On the surface, it may seem like providing individuals with their report beforehand can give them more time to digest the contents and have a more focused conversation during the review meeting. However, there are a few potential drawbacks to this approach that should be considered.
1. Misinterpretation of Information
The biggest risk of providing individuals with their 360 report before the feedback session is that they may misinterpret the information without the facilitated conversation. This is especially true if the feedback is challenging. It would be comparable to a Pathology Lab providing blood test results directly to the patient. A layperson can read the ranges set out on the lab report, but the interpretation needs to happen by a professional. This is why having a psychologist in the room to ensure the results are delivered ethically and accurately is critical.
2. Narrow Focus
If an individual spends too much time preparing for the review, they may become fixated on specific areas and miss other important feedback during the feedback session. Depending on the individual’s personality, they may not be open to discussing other critical aspects of their performance.
3. Emotional Reaction
Individuals may become defensive or upset after reading the review on their own, which could hinder their ability to accept constructive feedback and make meaningful changes. In this case, they may be unable to approach the conversation with an open mind.
4. Scripted Responses
Sharing the review beforehand could also cause the conversation to become less spontaneous and authentic. If individuals come prepared with scripted responses, the conversation may lack the necessary back-and-forth exchange that allows for a deeper understanding of their performance.
5. Lack of Nuance
The facilitator is responsible for ensuring the feedback is delivered in a way that is sensitive and nuanced, taking into account an individual’s emotional intelligence and self-awareness. However, if the report is delivered beforehand, there is no control over how it is received, potentially impacting individuals negatively.
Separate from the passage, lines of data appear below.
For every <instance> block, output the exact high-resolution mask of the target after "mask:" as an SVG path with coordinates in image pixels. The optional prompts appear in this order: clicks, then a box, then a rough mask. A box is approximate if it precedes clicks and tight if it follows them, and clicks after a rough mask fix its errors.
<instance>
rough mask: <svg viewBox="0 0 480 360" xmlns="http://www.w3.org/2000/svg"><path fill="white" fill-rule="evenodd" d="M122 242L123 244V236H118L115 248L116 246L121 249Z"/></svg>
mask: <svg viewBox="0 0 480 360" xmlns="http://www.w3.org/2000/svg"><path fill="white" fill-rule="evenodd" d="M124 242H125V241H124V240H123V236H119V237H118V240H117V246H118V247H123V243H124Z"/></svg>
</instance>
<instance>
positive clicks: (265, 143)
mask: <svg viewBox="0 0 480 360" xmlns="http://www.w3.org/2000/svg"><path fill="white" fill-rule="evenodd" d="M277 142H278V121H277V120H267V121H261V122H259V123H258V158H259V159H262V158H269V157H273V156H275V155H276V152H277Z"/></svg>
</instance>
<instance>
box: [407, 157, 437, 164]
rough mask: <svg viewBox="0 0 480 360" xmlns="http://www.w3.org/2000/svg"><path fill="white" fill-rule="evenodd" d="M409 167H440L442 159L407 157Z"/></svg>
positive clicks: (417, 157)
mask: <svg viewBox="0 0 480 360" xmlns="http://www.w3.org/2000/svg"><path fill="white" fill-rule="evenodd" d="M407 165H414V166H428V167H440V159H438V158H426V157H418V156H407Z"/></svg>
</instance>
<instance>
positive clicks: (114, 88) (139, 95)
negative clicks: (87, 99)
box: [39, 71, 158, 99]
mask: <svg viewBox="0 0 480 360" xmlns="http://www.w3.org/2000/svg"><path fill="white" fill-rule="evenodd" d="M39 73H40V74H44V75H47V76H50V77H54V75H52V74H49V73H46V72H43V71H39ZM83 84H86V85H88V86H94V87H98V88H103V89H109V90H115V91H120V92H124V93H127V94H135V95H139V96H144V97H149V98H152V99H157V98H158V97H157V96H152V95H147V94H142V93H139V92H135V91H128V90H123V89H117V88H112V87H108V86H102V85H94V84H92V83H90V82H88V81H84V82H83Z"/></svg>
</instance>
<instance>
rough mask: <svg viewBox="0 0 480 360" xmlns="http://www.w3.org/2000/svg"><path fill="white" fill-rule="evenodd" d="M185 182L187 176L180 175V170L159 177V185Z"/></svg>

6. Violation of Guidelines
While it is technically permitted to share the report beforehand under the current HPCSA guidelines, doing so may violate the spirit of these guidelines. Sharing similar reports without a feedback session first is prohibited for the reasons mentioned above. In previous experiments, those who received the report beforehand tended to overreact to the feedback.
In conclusion, providing individuals with their 360 report before the feedback session may seem like a good idea, but it can have several potential drawbacks that should be considered. Instead, it is recommended to provide the report during the feedback session to ensure that the information is delivered ethically and accurately, and individuals have the necessary support to interpret and accept the feedback in a constructive manner.